And their mom, Laurie Pankuck-Weyrauch, was an all-state soccer player and All-Union County in basketball and softball at Gov. Livingston High School in Berkeley Heights in the mid-1980s before graduating from Susquehanna University, where her four-year basketball career earned her a place in that college's Hall of Fame.

"My mom got us involved in sports from the  beginning when we were young," Chrissy said. "Alex always pushed me to rise up to the next level and she taught me everything. We are completely different players, but if she went for a run to get in shape, it encouraged me to go for a run to follow her example."

Laurie pointed out that Chrissy has been able to hone her talent by emulating some of her older sister's skills. "Alex is equally strong with her left and right foot," Laurie said. "And now Chrissy has a good left foot, which you really need."

Their path to prominence in soccer--as well as basketball, where Chrissy averaged 11.5 points per game for Ridge as a junior last winter--was partially paved by having a mother who grew up at a time when girls' soccer was just beginning to gain more widespread acceptance in New Jersey.

In fact, Laurie was a freshman on the first varsity girls' soccer team at Gov. Livingston in 1983.

"We were like pioneers," Laurie Weyrauch said of her own high school soccer team. "The opportunities in soccer have come so far in 30 years. We taught ourselves back in those days. We didn't have anybody teaching us the game. Our parents coached us."

Laurie's late father, Robert Pankuck, helped start the youth soccer program in Berkeley Heights when Laurie was young.

"I started coaching the girls' team when they were little," said Laurie, who was also a 1,000-point scorer in basketball in high school. "But, where we had faculty teachers coaching soccer, my daughters have had some great mentors. Look how far it has come for these kids; (Ridge head coach) Katie Donahue was a four-year starter for the Boston College women's soccer team."

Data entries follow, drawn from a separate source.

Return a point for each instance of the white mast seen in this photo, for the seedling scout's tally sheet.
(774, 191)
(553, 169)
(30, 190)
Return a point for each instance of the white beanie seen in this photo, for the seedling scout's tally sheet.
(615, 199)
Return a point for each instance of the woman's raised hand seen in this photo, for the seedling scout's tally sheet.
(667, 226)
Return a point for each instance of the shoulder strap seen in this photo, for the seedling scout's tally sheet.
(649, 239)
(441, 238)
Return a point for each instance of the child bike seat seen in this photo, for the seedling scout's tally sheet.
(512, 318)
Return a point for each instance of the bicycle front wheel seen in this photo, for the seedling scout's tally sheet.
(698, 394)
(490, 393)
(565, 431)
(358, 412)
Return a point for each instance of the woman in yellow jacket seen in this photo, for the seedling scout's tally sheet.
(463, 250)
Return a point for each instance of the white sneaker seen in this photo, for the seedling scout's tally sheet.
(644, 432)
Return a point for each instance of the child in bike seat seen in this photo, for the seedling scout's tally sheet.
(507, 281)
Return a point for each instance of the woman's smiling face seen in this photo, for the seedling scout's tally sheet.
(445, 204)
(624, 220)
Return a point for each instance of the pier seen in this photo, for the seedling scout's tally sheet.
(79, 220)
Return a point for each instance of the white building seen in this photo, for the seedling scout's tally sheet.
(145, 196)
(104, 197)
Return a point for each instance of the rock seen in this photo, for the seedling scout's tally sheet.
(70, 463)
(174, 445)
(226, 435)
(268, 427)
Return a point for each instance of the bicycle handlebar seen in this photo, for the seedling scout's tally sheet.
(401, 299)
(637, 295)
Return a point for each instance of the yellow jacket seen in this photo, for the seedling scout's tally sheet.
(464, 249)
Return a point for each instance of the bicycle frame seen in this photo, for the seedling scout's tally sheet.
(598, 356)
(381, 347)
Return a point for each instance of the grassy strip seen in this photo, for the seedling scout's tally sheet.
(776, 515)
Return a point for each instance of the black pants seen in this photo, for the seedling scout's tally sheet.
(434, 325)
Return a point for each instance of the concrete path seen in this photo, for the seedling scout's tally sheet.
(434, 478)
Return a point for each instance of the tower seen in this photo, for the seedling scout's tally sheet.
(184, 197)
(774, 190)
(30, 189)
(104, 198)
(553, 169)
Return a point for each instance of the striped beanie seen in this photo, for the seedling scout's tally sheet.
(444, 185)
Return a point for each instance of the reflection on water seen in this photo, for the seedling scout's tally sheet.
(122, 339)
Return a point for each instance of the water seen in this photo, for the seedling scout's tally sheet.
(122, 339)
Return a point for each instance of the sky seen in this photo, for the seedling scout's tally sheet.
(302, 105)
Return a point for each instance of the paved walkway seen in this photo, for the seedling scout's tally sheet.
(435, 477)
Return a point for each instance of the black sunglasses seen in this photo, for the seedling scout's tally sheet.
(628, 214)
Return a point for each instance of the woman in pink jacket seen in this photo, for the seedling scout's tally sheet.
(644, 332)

The Weyrauch family, like so many in Basking Ridge and throughout New Jersey, were enthralled watching Team USA win the Women's World Cup earlier this summer, and it had additional meaning locally because Ridge High School graduate Tobin Heath was on the team.

In the spring, Chrissy plays for Jersey United Soccer Club. During her junior year, she made an early decision to attend Holy Cross University, where she is looking forward to playing with her older sister again.

Chrissy has helped "pay forward" the volunteerism of both her mother and grandfather in the sport by helping to run soccer camps in Basking Ridge during the summer. Now, with a highly anticipated varsity season about to get under way, Chrissy is looking forward to making the transition from center forward to attacking center midfielder in Ridge's new alignment.

"I think we are better than we were last year," said Chrissy, whose teammates include highly regarded defender Erin Convery. "We have more confidence, all our scrimmages have gone well, and our rivalries in the Skyland Conference are like a bloodbath, it's so competitive."